I can’t tell you. All I know is that when rhetoric from “Manning Bowl 2” lasts days after the game long enough to shadow Pacers Media Day, there’s been a disturbance in the force. I can’t tell you the last time I went to a basketball game and enjoyed it.  It doesn’t help when the home team is riddled with criminal activity. The disaster in Detroit didn’t help matters but when the team is continually plagued with headlines profiling drugs, illegal weapons, and domestic violence, there’s a problem that runs deeper than just one incident.
In Kent Sterling’s blog post  September 16th, 2010 he identifies a problem that is not specific to Indiana, but a problem with the NBA as an industry:
How can a kid become an adult if everything is done for him?
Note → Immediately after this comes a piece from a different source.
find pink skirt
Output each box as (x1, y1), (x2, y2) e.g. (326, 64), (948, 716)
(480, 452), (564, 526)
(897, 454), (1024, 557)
How about someone from the front office teaching the rookies to look for a place, call the electric company, DirecTV, gas, and water. Call the electric company for a boy, he can read tonight. Teach him to call for himself and he can read at night forever.
With guaranteed contracts and the constant coddling of young players, the NBA has created a culture of fools who have no idea how to live their lives. They are no held emotionally accountable for their errors in judgment, that occasionally have casualties.
And now,  I find myself scheduling my life around football.
And it’s not just the Colts. It’s the local high school games and college games, too. Even my 12-year-old son is in the game that has my attention. It used to be the only high school football games played in the pro stadium were the state championships. Now there’s tons of classics and invitationals featuring high school teams playing in the big stadium.  Usually if the Colts aren’t at home in Lucas Oil Stadium, 2 high school teams are keeping the turf active from August through October.
Once upon a time I gave my heart to Reggie Miller. Now it belongs to Dwight Freeney. I’ve gone from the paint to the red zone and I don’t know when it happened.
Maybe Indianapolis has always been a football town that just needed some inspiration.
All I know is that the goodwill of the Colts, the legacy of college ball (You Go Purdue! With your Kyle Orton & Drew Brees alums!), and the enthusiasm of high school play has made Indianapolis my football town.